I keep getting the same segmentation fault of dataloader worker process on a machine (the traceback is attached at the end). It only happens when num_workers
> 0. I tried to run the same code on 3 different machines and this only happens on one of them. Sometimes when num_workers
== 0 but multiple GPUs are used (with torch.nn.DataParallel
), the program crashes, simply showing “Segmentation fault (core dumped)” without showing a python traceback.
Unluckily I’m too busy to provide some sample that could reproduce this exception at this moment. I’m just wondering if there is a way to catch the exception in the dataloader worker process or show which part of the dataloader is faulty? It’s also okay if there is a way to get the core dump file so that I can inspect it with gdb.
File "/home/library/miniconda3/lib/python3.7/site-packages/torch/utils/data/dataloader.py", line 872, in _try_get_data
data = self._data_queue.get(timeout=timeout)
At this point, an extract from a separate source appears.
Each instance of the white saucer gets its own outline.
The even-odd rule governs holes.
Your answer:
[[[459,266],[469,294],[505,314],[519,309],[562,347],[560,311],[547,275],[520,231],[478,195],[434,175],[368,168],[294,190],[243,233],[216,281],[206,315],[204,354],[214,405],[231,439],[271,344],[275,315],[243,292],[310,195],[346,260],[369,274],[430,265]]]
File "/home/library/miniconda3/lib/python3.7/multiprocessing/queues.py", line 108, in get
res = self._recv_bytes()
File "/home/library/miniconda3/lib/python3.7/multiprocessing/connection.py", line 216, in recv_bytes
buf = self._recv_bytes(maxlength)
File "/home/library/miniconda3/lib/python3.7/multiprocessing/connection.py", line 411, in _recv_bytes
return self._recv(size)
File "/home/library/miniconda3/lib/python3.7/multiprocessing/connection.py", line 379, in _recv
chunk = read(handle, remaining)
File "/home/library/miniconda3/lib/python3.7/site-packages/torch/utils/data/_utils/signal_handling.py", line 66, in handler
_error_if_any_worker_fails()
RuntimeError: DataLoader worker (pid 745428) is killed by signal: Segmentation fault.